Am 9. Mai fand gemeinsam mit der Kinderfeuerwehr Illingen und Merchweiler die Kinderfeuerwehrolympiade an der Dorfwaldhalle in Hirzweiler statt.
Nach einer kurzen Begrüßung ging es gegen 14 Uhr direkt los. An verschiedenen Stationen warteten spannende Spiele und Aufgaben auf die Kinder, die nur gemeinsam als Team gemeistert werden konnten.
Ob Trocken-Ski, Schwammspiel, Bauzaun-Labyrinth, Feuerwehrkegeln, Unimog-Parcours, Dosenwerfen oder die „Schlauchstrahl-Challenge“ — überall waren Geschick, Teamgeist und natürlich jede Menge Spaß gefragt.
Mit viel Motivation und Begeisterung waren alle Kinder dabei und meisterten die verschiedenen Stationen mit großem Ehrgeiz. Besonders schön war die tolle Stimmung untereinander und der starke Zusammenhalt innerhalb der Teams.
Nach der Auswertung aller Spiele fand zum Abschluss die Siegerehrung statt, bei der alle Kinder mit einer Medaille sowie einer Urkunde ausgezeichnet wurden.
Außerdem durfte sich die Kinderfeuerwehren über eine Spende des Kanu e.V. Merchweiler in Höhe von 250 Euro freuen, ebenso wurden die Medaillen vom Bürgermeister der Gemeinde Merchweiler gespendet. Dafür möchten wir uns herzlich bedanken.

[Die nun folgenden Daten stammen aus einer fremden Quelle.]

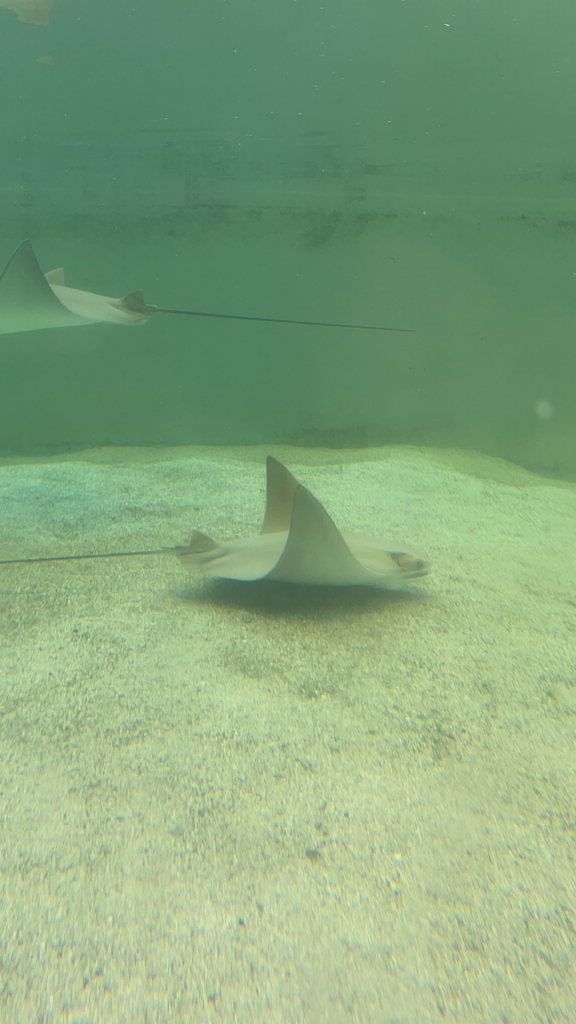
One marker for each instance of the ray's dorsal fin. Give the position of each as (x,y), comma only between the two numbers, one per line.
(316,551)
(55,276)
(281,488)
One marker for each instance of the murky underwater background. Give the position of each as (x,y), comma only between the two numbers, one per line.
(236,804)
(411,166)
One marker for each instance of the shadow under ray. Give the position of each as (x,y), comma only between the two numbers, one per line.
(266,597)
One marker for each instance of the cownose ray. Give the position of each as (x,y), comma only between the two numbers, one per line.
(298,543)
(33,11)
(31,300)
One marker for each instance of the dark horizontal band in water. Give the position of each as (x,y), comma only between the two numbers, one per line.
(77,558)
(274,320)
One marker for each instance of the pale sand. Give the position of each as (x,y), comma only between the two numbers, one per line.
(230,803)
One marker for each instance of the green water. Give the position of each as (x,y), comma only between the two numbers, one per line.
(410,166)
(299,805)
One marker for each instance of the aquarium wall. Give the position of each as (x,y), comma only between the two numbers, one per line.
(403,164)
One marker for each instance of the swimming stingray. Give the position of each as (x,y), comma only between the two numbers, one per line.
(298,543)
(34,11)
(31,300)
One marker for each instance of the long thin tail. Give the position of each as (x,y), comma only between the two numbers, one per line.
(135,302)
(78,558)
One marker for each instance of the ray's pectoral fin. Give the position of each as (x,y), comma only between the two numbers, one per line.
(55,276)
(281,489)
(27,299)
(316,551)
(135,303)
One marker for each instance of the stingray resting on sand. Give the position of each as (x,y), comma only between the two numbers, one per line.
(31,300)
(33,11)
(298,544)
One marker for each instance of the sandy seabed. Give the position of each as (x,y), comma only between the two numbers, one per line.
(245,803)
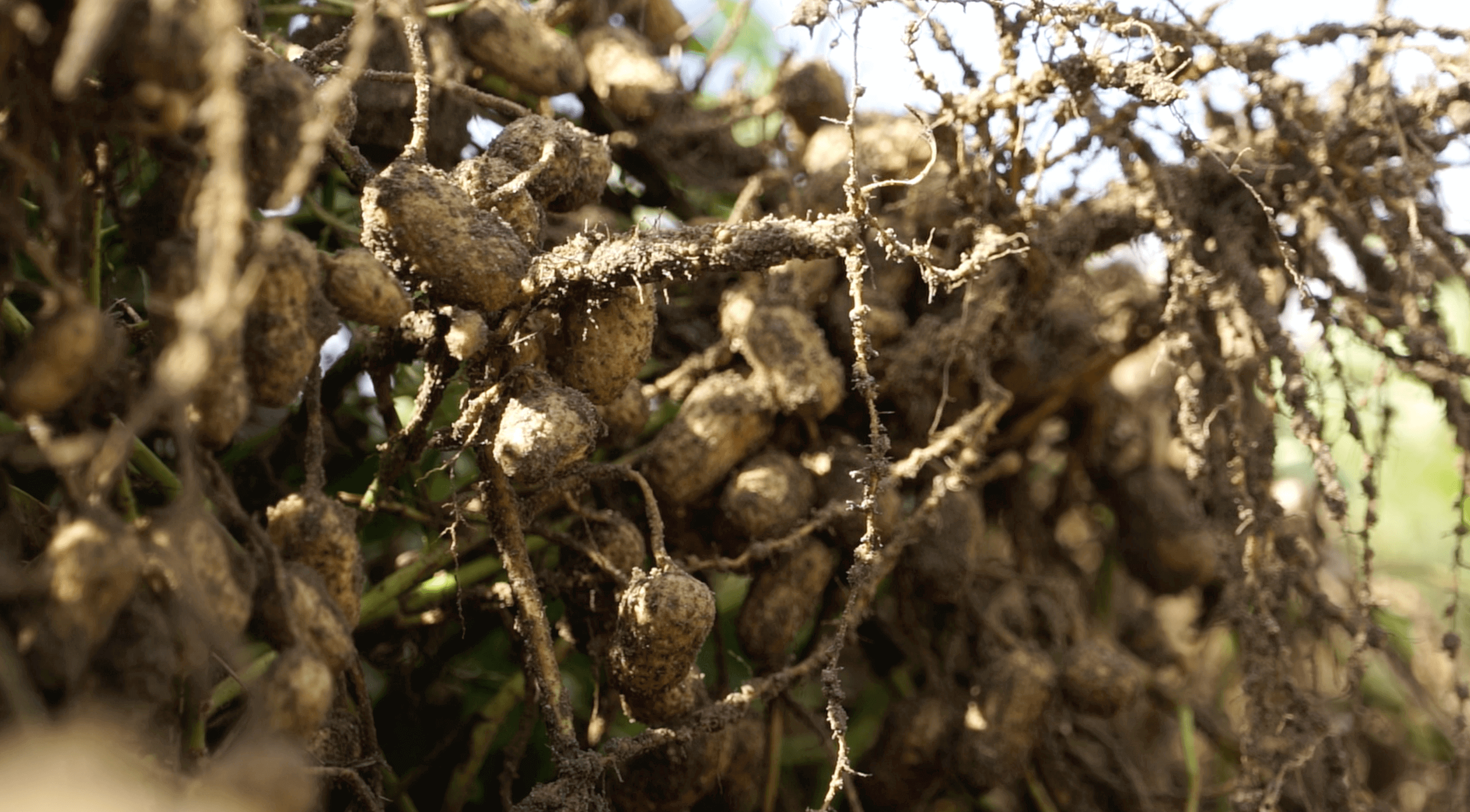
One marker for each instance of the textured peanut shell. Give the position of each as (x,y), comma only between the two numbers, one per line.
(620,540)
(668,706)
(812,92)
(323,534)
(721,423)
(624,72)
(296,694)
(317,618)
(61,359)
(468,336)
(212,570)
(544,432)
(657,20)
(503,37)
(663,618)
(1100,678)
(1006,721)
(577,173)
(787,351)
(92,574)
(769,495)
(280,348)
(1165,539)
(626,415)
(482,180)
(363,289)
(222,401)
(424,227)
(278,97)
(606,343)
(781,601)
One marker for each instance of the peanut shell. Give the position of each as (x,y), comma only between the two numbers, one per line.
(781,601)
(505,37)
(363,289)
(606,343)
(280,348)
(544,432)
(719,424)
(663,618)
(769,495)
(321,533)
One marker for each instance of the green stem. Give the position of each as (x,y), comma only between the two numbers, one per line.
(13,320)
(393,789)
(130,505)
(1191,757)
(444,584)
(1038,792)
(383,602)
(153,468)
(228,689)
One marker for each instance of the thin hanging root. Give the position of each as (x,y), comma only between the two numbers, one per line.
(318,130)
(418,146)
(505,515)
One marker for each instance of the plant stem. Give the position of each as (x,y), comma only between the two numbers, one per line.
(1191,757)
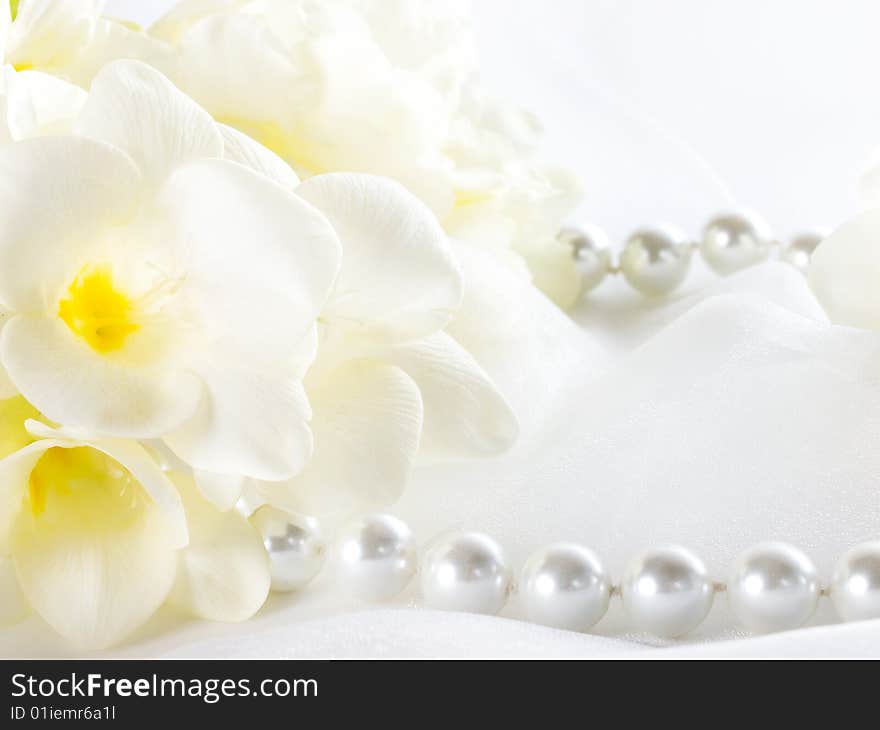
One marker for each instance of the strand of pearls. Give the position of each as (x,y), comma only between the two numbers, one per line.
(655,261)
(665,591)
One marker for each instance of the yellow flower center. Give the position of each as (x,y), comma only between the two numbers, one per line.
(82,486)
(97,311)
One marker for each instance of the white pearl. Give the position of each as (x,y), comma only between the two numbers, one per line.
(800,250)
(591,251)
(655,261)
(773,587)
(855,587)
(666,591)
(294,544)
(376,557)
(465,572)
(735,241)
(565,586)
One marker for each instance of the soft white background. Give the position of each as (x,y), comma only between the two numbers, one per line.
(731,415)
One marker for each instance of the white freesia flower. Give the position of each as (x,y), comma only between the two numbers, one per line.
(34,104)
(385,88)
(95,536)
(68,38)
(388,385)
(153,290)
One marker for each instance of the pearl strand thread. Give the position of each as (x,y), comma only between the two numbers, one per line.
(665,591)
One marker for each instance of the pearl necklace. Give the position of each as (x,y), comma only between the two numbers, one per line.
(665,591)
(655,261)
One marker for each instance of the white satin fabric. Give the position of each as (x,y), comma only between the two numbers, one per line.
(731,414)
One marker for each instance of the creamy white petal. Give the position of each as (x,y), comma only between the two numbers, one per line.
(223,574)
(367,422)
(137,109)
(869,185)
(247,423)
(96,586)
(134,456)
(13,604)
(48,33)
(221,490)
(238,69)
(184,13)
(113,40)
(465,414)
(554,272)
(58,198)
(240,148)
(40,104)
(261,260)
(72,384)
(845,269)
(398,278)
(14,472)
(155,483)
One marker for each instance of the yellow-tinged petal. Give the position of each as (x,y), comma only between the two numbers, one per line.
(95,555)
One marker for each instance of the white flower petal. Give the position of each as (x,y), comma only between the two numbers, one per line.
(237,68)
(398,278)
(223,573)
(262,260)
(184,13)
(247,423)
(40,104)
(72,384)
(465,414)
(137,109)
(113,40)
(240,148)
(48,33)
(13,604)
(95,586)
(367,422)
(147,470)
(15,470)
(554,272)
(845,269)
(58,196)
(149,475)
(221,490)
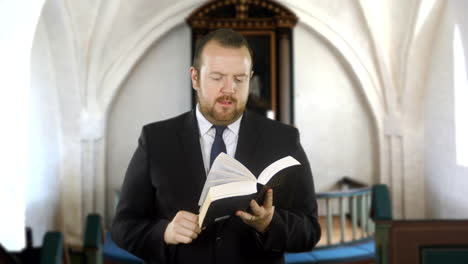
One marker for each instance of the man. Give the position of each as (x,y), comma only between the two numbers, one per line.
(156,217)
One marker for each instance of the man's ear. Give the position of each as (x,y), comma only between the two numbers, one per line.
(195,78)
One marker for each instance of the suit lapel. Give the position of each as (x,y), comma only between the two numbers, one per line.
(192,151)
(249,135)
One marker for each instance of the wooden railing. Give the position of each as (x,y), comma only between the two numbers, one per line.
(348,206)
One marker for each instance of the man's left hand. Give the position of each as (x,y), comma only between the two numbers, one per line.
(261,216)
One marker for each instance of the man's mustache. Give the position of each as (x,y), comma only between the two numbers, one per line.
(226,98)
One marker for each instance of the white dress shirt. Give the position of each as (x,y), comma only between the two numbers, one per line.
(207,134)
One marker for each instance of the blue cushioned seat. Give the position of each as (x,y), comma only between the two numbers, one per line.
(344,253)
(114,253)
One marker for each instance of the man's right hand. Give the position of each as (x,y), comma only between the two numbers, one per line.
(182,229)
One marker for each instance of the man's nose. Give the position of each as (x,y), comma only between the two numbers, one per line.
(229,86)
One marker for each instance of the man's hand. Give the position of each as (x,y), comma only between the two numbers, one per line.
(182,229)
(262,215)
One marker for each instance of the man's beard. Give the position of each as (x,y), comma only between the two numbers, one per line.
(221,117)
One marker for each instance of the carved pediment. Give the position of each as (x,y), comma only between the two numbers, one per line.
(242,15)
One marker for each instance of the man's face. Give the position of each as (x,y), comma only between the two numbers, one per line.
(222,82)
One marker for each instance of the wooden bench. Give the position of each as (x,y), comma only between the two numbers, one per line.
(416,241)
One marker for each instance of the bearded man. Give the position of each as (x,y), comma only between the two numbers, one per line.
(157,215)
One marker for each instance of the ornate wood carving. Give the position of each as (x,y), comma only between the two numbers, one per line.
(242,15)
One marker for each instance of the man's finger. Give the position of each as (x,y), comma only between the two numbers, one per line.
(256,209)
(189,216)
(190,226)
(183,239)
(244,216)
(186,232)
(268,203)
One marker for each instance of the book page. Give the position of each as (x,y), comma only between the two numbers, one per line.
(275,167)
(225,169)
(232,189)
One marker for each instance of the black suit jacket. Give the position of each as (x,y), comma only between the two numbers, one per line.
(166,175)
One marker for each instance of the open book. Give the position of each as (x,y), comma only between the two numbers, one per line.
(230,186)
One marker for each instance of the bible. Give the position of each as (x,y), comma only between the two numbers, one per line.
(230,186)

Auch zahlreiche Gäste aus Politik und Feuerwehr waren vor Ort. Unter anderem durften wir die Ortsvorsteher aus Hirzweiler, Hüttigweiler und Welschbach, den Beigeordneten Sebastian Biehler, den Kreisjugendbeauftragten, die Löschbezirksführer der Feuerwehren, die stellvertretenden Wehrführer aus Merchweiler und Illingen, den Kreisbrandinspekteur Michael Sieslack sowie die stellvertretende Landesjugendbeauftragte begrüßen.
Kreisbrandinspekteur Michael Sieslack zeigte sich erfreut über die gelungene Olympiade und die große Anzahl an teilnehmenden Kindern. Besonders betonte er die Bedeutung der Kinderfeuerwehr für die Zukunft der Feuerwehr: „Sie sind der Nachwuchs unserer Jugendfeuerwehr und somit auch der Nachwuchs unserer Feuerwehr.“
Ein großes Dankeschön gilt ebenfalls allen Helferinnen und Helfern sowie den Betreuerinnen und Betreuern, die diesen tollen Nachmittag möglich gemacht haben.